A Turkish court has ordered the arrest of a senior military officer on the suspicion of involvement in an alleged army plan to discredit the ruling AK party.
A criminal court in Istanbul arrested naval Col. Dursun Cicek Wednesday evening on the suspicion of membership in a terrorist group, following interrogations conducted by the prosecutors tasked with the Ergenekon case.
The senior military officer had earlier been arrested following the publication of a document in the liberal Taraf newspaper last month which argued that Colonel Cicek had drafted a plan meant to discredit Turkey's governing Justice and Development Party (AKP), as well as the Fethullah Gulen movement, through media campaigns and provocation of public anguish. He was released shortly as his lawyer appealed his arrest.
Cicek's arrest comes amid tensions between the AKP government and the secularist military.
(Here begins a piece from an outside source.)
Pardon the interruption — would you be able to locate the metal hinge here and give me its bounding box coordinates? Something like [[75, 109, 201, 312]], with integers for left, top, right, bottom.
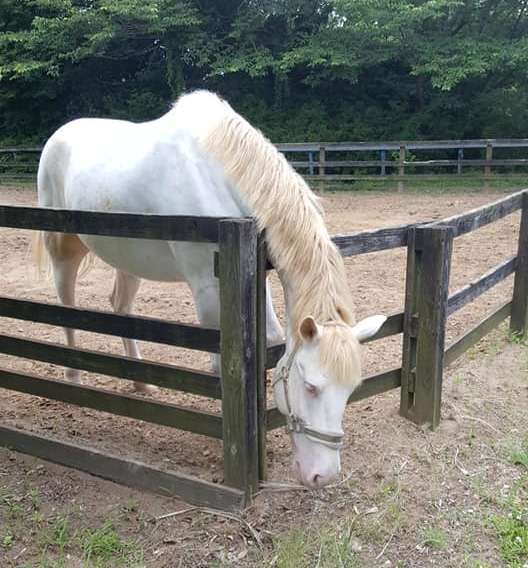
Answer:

The detention of the senior military officer is poised to cause a wide controversy and stir heated debates in Turkey, a candidate for the European Union membership.
The Ergenekon case has been filed against more than 200 people on charges that they sought to establish an unlawful organization to provoke a series of events that would pave the way for a military coup against the current administration in Turkey.
The clandestine Ergenekon organization has been indicted of at least two violent attacks -- the bombing of a secularist newspaper in 2006 and an attack on a court in the same year that led to the killing of a judge.